Disarming the other guard, she said, “They treated us quite civilly under the circumstances. They deserve a rap on the head for being rough guards, not death.” She nodded toward the boat. “Let’s get out of here.”

They hit the aluminum deck of the boat with resonant thumps, rolling and sliding into position. Leila gunned the engine into life and roared out of the cavern in a spray of sea foam.

“But we don’t know how many people they might have killed!”

“Exactly,” Weir said. “And we don’t know if they’ve ever killed anyone. We’re out to stop Dandridge, not judge everyone who works for him.”

Johnny frowned, puzzled and even a little annoyed. “Well, that’s a hell of a way to fight evil.”

Leila laughed mirthfully. “It works for us.”

The boat smacked over the waves. “All right,” she shouted over the roar of the engine, “Where’d they hide the plane?”

Johnny scanned the flat, blue horizon and saw nothing but the islands behind them and the sea everywhere else. Salt spray stung his face as the sun—low on the horizon—scintillated on the ocean’s surface.

“Flash!” she called out, confident that she had her earcomm signal back. “I’m going around to the other island. Fill me in!”

“I lost everyone’s signals two hours ago. They towed the Seamaster halfway between the two islands. Cap and the rest must still be somewhere inside the southern island. Be on your guard.”

Her long black hair whipped in the wind as she steered around the northern island. To Johnny, she looked like a golden statue of some Grecian goddess come to life. She gazed intently at the waters ahead, guiding the boat with sure strength. The slap of the metal hull against the swells punctuated the growl of the engine like the sound of a giant animal charging its prey.

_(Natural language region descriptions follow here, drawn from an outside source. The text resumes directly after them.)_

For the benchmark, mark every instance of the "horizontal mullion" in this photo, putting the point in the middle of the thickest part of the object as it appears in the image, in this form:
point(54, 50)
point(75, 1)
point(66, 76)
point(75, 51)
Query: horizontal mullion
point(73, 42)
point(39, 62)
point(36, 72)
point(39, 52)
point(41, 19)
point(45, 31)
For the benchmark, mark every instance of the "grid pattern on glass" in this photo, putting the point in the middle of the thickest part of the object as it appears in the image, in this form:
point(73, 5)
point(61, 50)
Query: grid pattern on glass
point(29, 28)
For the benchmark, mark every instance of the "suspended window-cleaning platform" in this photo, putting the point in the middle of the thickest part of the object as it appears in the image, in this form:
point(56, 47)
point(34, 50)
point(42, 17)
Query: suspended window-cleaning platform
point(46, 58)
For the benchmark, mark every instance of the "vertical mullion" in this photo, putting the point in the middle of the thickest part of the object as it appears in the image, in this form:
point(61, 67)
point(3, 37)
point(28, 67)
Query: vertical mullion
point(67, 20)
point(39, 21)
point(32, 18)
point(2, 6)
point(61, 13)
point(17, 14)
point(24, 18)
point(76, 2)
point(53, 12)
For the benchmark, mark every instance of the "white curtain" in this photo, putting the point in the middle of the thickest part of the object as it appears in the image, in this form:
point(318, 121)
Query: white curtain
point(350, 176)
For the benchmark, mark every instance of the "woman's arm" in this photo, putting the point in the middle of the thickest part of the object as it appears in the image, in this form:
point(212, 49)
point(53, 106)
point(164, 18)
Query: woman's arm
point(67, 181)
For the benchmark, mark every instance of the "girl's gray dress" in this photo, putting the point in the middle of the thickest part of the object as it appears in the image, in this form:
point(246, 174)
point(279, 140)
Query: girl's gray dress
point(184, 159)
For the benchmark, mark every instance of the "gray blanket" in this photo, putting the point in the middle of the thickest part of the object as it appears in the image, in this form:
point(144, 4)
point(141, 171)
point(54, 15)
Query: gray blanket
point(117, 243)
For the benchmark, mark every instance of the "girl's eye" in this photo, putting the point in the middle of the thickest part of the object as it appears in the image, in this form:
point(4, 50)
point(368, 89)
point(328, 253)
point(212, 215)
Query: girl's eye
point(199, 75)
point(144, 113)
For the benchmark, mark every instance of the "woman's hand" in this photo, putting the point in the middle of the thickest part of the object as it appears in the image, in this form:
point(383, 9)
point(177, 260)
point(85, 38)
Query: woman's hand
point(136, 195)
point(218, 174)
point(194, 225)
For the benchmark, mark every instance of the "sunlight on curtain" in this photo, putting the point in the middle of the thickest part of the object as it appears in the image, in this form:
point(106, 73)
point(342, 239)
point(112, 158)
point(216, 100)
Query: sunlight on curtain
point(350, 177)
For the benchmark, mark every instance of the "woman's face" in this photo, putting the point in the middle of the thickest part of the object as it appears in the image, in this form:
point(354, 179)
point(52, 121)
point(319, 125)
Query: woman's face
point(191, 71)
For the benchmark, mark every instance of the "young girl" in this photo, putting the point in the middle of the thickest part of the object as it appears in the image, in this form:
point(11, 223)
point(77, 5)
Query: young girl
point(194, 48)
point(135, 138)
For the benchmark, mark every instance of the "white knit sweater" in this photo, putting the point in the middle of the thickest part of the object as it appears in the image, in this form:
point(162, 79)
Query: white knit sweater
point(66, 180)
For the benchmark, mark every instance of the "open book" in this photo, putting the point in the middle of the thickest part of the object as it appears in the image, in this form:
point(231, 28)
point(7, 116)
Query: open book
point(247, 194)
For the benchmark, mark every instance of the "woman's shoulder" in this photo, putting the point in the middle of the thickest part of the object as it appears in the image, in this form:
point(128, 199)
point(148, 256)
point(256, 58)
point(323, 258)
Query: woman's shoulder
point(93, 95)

He watched in wonder as the southern island came into view. It looked like something out of a mad scientist’s maddest nightmare. In the golden light of the late-day sun, it looked at first like the outline of an ordinary island, then like a tortured city skyline. As they grew closer, the shapes resolved into an intricate array of many-sided pillars that thrust out of the ocean at angles that, combined, lanced upward like a hideous sea creature breaking through the surf.

Off to one side floated the Seamaster. Leila steered toward it, one hand on the wheel, the other gripping the stolen pistol. Her index finger lay alongside the trigger guard, safe from accidental firing but ready to react to the slightest sign of danger.